Conversione del permesso di soggiorno da lavoro stagionale in lavoro subordinato

permesso di soggiorno per lavoro stagionale

E’ possibile convertire il permesso di soggiorno per lavoro stagionale in permesso di soggiorno per lavoro subordinato, anche in occasione del primo ingresso del lavoratore stagionale senza che sia necessario il preventivo rientro dello stesso nel proprio Paese di origine.

In tal senso la giurisprudenza anche del Consiglio di Stato (crf. Consiglio di Stato – Sez. III, Sent., 20-03-2013, n. 1610; T.A.R. Marche Ancona, sez.

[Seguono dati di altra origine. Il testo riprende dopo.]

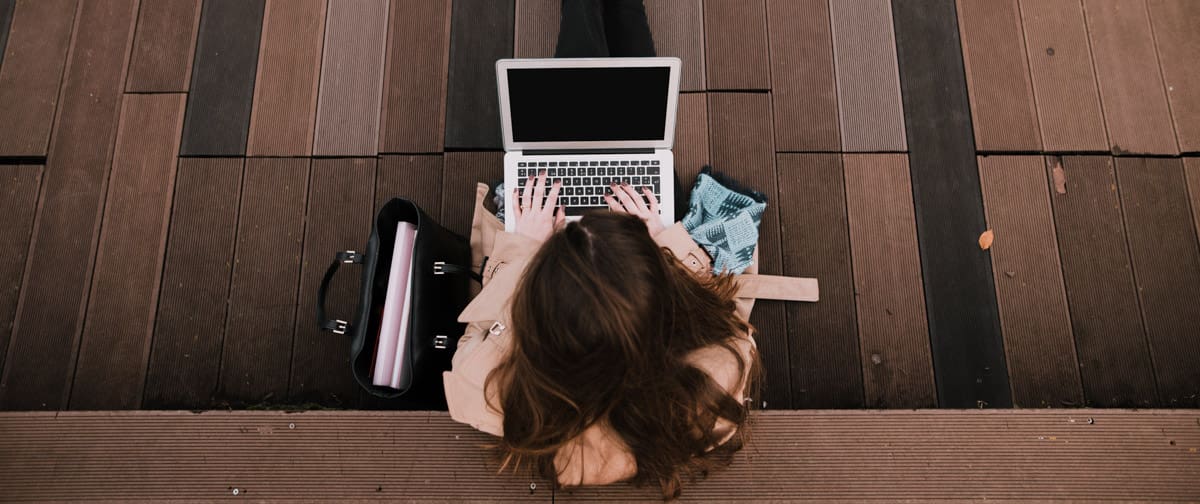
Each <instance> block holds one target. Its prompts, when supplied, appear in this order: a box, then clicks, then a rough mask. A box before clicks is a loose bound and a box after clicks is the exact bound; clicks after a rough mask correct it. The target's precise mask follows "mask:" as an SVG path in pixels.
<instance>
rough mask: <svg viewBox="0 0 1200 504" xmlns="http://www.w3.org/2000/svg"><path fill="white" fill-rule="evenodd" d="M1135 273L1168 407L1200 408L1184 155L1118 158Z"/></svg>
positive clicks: (1118, 167)
mask: <svg viewBox="0 0 1200 504" xmlns="http://www.w3.org/2000/svg"><path fill="white" fill-rule="evenodd" d="M1116 164H1117V187H1120V191H1118V192H1120V193H1121V209H1122V210H1123V214H1124V224H1126V230H1127V233H1128V236H1129V256H1130V258H1132V259H1133V277H1134V281H1135V282H1136V284H1138V296H1139V298H1140V300H1141V314H1142V320H1145V324H1146V338H1147V340H1148V341H1150V355H1151V359H1153V362H1154V377H1156V378H1157V379H1158V392H1159V396H1160V398H1162V406H1163V407H1166V408H1195V407H1200V346H1198V344H1196V335H1198V332H1196V330H1198V323H1196V322H1198V320H1196V317H1198V312H1200V310H1198V308H1200V248H1198V242H1196V230H1195V227H1194V226H1193V222H1192V210H1190V203H1189V202H1188V184H1187V179H1186V176H1184V173H1183V163H1182V162H1181V161H1180V160H1169V158H1133V157H1118V158H1117V160H1116Z"/></svg>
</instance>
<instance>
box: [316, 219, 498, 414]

I, 20 aprile 2010, n. 170; TAR Umbria n. 130/2007 e n. 304/2006; TAR Piemonte, II, 30 marzo 2004, n. 706; T.A.R. Lazio Roma Sez. II quater, sent. 06-06-2012, n. 5151) ha ritenuto che il comma 4 dell’art. 24, del D. Lgs n. 286/98 vada interpretato nel senso che i lavoratori stagionali stranieri devono rientrare nello Stato di provenienza solo ai fini del rilascio di un nuovo permesso di soggiorno per lavoro stagionale, per l’anno successivo.

Mentre per la conversione in permesso di soggiorno per lavoro subordinato non stagionale, specificatamente prevista dal secondo periodo del comma 4, dell’art. 24, devono sussistere, nei limiti delle quote di ingresso, solo le condizioni per il rilascio di tale permesso, ossia l’esistenza di un rapporto di lavoro a tempo determinato o a tempo indeterminato e la mancanza di elementi ostativi.

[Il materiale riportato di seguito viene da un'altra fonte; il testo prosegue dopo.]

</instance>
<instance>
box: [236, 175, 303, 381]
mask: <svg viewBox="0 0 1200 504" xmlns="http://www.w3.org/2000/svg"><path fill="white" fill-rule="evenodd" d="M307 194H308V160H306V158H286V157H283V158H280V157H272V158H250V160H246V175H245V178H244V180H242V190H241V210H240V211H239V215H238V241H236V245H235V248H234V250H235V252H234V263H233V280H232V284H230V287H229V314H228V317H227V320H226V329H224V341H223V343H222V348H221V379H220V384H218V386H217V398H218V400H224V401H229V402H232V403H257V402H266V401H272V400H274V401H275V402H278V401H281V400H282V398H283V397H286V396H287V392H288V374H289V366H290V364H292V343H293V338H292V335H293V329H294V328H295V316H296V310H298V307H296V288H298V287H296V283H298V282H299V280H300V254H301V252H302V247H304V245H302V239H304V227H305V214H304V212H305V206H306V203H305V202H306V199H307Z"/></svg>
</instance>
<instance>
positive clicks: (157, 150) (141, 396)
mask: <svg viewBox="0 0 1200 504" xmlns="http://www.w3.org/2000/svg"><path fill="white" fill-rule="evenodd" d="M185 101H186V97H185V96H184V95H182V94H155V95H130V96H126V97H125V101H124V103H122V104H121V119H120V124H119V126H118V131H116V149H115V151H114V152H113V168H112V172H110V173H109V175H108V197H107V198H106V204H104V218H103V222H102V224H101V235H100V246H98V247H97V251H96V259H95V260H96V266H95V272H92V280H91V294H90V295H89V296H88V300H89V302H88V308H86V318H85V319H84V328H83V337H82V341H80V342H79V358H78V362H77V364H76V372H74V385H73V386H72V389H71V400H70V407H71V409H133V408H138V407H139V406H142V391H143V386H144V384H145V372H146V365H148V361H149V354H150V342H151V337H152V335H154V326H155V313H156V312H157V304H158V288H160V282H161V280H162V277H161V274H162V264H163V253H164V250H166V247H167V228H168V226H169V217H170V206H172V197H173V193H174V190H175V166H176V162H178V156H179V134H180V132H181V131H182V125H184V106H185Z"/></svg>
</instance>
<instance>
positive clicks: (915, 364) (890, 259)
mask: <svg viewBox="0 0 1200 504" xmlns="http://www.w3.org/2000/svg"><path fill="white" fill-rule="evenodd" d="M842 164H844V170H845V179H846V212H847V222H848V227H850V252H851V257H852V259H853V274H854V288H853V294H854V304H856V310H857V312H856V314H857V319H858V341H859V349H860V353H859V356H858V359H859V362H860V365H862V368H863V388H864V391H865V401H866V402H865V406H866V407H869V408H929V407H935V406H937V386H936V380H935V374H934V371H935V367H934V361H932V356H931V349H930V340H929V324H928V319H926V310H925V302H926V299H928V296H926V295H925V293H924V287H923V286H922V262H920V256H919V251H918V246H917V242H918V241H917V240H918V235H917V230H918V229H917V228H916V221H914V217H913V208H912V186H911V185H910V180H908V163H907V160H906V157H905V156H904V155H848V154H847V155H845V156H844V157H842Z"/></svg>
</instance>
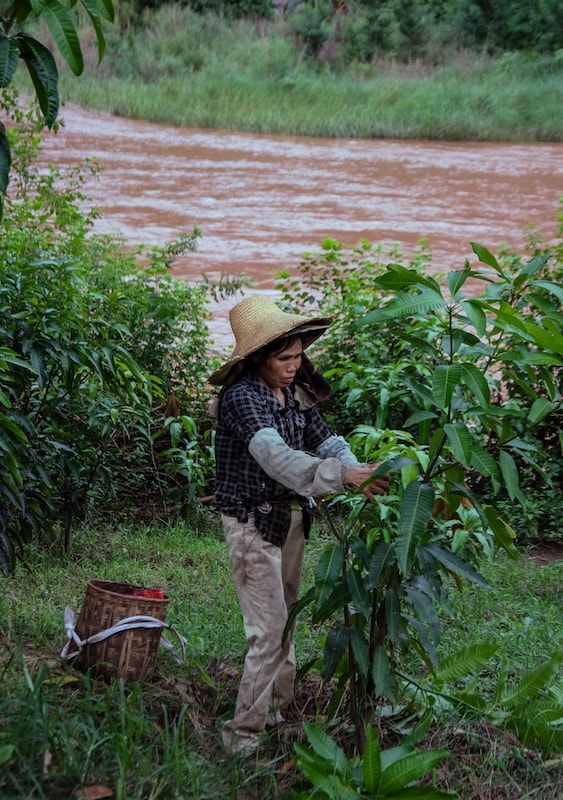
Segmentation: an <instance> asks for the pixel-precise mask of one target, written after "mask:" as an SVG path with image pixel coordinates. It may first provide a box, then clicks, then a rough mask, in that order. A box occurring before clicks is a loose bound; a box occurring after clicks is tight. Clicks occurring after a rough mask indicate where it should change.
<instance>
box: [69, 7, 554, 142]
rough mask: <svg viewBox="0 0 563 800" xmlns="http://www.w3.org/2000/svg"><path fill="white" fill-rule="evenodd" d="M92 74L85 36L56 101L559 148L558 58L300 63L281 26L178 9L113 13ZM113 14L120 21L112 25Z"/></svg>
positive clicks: (288, 134) (251, 127)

Alla luce di tale giurisprudenza amministrativa sfavorevole, il Dipartimento per le Libertà Civili e l’Immigrazione ha specificato che l’espressa previsione dell’ipotesi di conversione da lavoro stagionale a lavoro subordinato, inserita nel secondo periodo del comma 4, dell’art. 24 e corredata dalla precisazione “qualora se ne verifichino le condizioni“, vada letta alla luce dell’art. 5, comma 5 del D.Lgs. n. 286/98, in base al quale occorre attribuire rilievo ai nuovi elementi sopraggiunti nel tempo, quali la costituzione di un nuovo rapporto di lavoro che consente, quindi, la conversione anche in assenza del requisito del preventivo rientro del lavoratore stagionale nel Paese di origine.

Tanto premesso nei casi di domanda di conversione del permesso di soggiorno da lavoro stagionale in lavoro subordinato, non debba essere accertato l’avvenuto rientro del lavoratore stagionale nel Paese di origine e l’ottenimento del secondo visto di ingresso in Italia per la medesima tipologia di attività lavorativa, ma possa essere consentita direttamente la conversione del primo permesso di soggiorno, purché, tuttavia, sia verificata da parte delle Direzioni Territoriali del lavoro e degli Sportelli Unici la presenza dei requisiti per l’assunzione nell’ambito delle quote di ingresso programmate, nonché l’effettiva assunzione in occasione del primo ingresso per lavoro stagionale tramite il riscontro dell’esistenza di un’idonea comunicazione obbligatoria.